Friday, March 05, 2010

"Wild Strawberries" (Language - Swedish) (1957) - Movie Classics

Into the steps and finally to the doors of Ingmar Bergman’s classics, I watched “Wild Strawberries”, a tale so sweet and so compassionate that it pushes you to tears and then brings back to calm jubilation. Having been well reserved into the films of Bergman’s, I think there will be flurries of his films to be reviewed by me. After Akira Kurosawa, Ingmar Bergman is the director with a film making me completely comfortable of how much I will be enjoying this one and many of his. I feel like a man finding a rare treasure and knowing that there exists many more like this. This cannot be more wonderful for a tough week to end in a beautiful Friday evening.
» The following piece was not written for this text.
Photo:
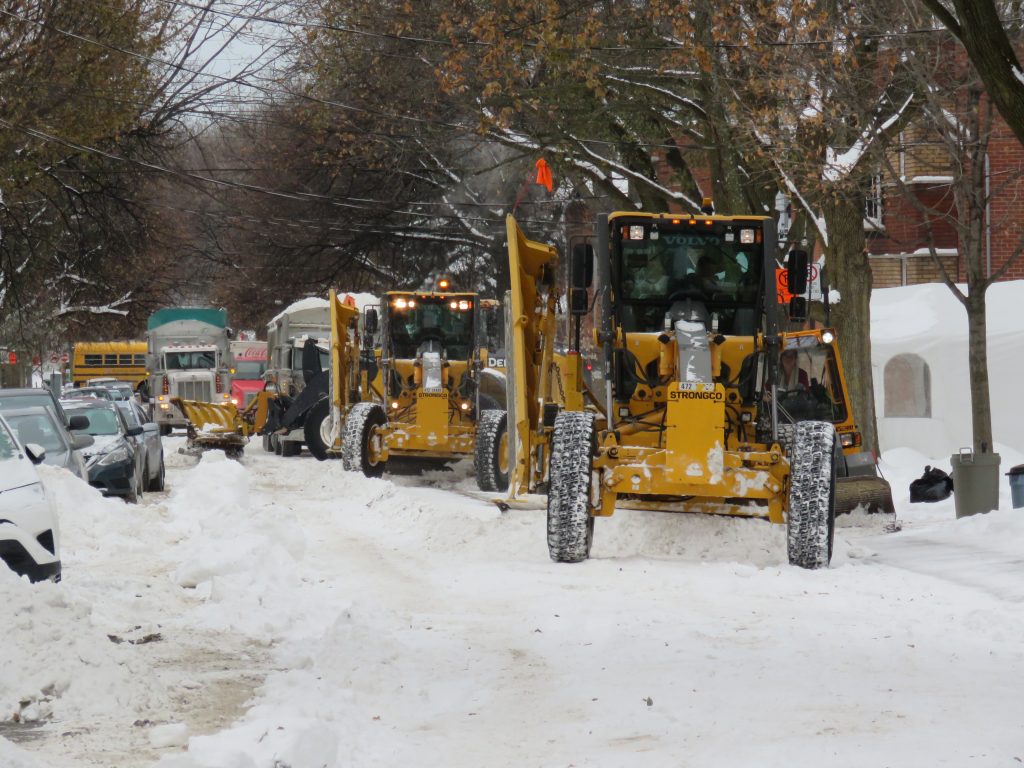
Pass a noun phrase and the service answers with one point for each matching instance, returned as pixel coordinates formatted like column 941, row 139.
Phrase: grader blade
column 869, row 492
column 214, row 425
Isak Borg (Victor Sjöström) is a lonely old man. The film begins with what might be called the greatest sentence about a laziness of a man not ready to be social or can also be called as an adamant man adherent to his principles. The line goes like this, “In our relations with other people, we mainly discuss and evaluate their character and behavior. That is why I have withdrawn from nearly so-called relations.” An artistic epitaph for a lone and sad man. But I infer a man respecting principles over relationship. A poetry on a conflict and that is how the rest of the film unfolds to its viewers.

Bergman makes death more deadlier than we would think and than leaps us with some icy cold people to make death a better option. These people in the terms of socially interaction are not the violent or dangerous beings but their nature kills the surroundings. The definition of an unconditional love is almost non-existent when we meet them. Fortunately it is all palatable in Bergman’s presentation but the profoundness strikes as the scene is finished.

Isak has led a successful career as a medical professional and now he is being honored. The film is the day leading to it. He has a frightening dream. He dreams of his death in how the dreams will be. Chaotic but precise in its meaning are these dreams. He gets up earlier and decides to drive instead of taking a flight. His 40 years of house keeper Miss Agda (Julian Kindahl) knows the man more than a wife would know her husband. They have a tiff right in the morning but make up as a cute old couple. His daughter-in-law Marianne (Ingrid Thulin) comes down and decides to drive along with him to the destination where her husband and son of Isak will be waiting. Why she is with him will be answered and will provide the final nail in the coffin of this old man’s realization of the life he has led and left with.

Bergman like Kurosawa speaks as a wise old man in the most unexpected characters. As the journey begins, within couple of minutes Marianne mentions how much she dislikes Isak and Isak not surprised questions it, almost without interest. These characters speak the meanest things possible in the most sweetest way and the other characters receive it and give it right back at them. The clarity of meanness is entertaining but scares of knowing these people.

Isak is nice in the formal way and Marianne can see it like a transparent clean glass. She knows it because his son is a product of him. Due to the dream, Isak decides to stop at his childhood places. One being the summer house where his family of ten siblings along with other cousins spent their holidays. He flashes back to those days and he sees the people he vividly remembers.Sara (Bibi Andersson) is the love he lost to his brother. We learn that yearning and how it has caused the damage to the rest of his life.

These scenes where he goes as the old man and relives those are touch of genius. Isn’t most of our memories a first person experience than a young version of ourselves? How come none of the other film makers realize that? It is simple and obvious that it almost makes us idiotic to acknowledge those depictions. Bergman does not and he gives a realistic look on the memories we would see.

Along this ride, there are three young hitchhikers to Italy. A female coincidentally and rightfully named Sara rides along with two of his love interest of opposite beliefs. Viktor (Björn Bjelfvenstam) and Anders (Folke Sundquist) fight about god and science. They are full of life and are astonished by this great man. Isak looks at them with a smile. Along they see another couple whose broken marriage terrifies the others. But it brings back more nightmares to Isak in his dreams.

Bergman’s film will be desecrated to simply call it moving. It is a fable with flesh and blood. It is brutal in its people but gentle on its teachings. It feels for the people and treats them clinically. It gives history as a guiding lesson to their soul and finally lightens it up too with a touch of magic. Of all, “Wild Strawberries” is a classic to see and make amends, peace and happiness with the life we have, had and will end.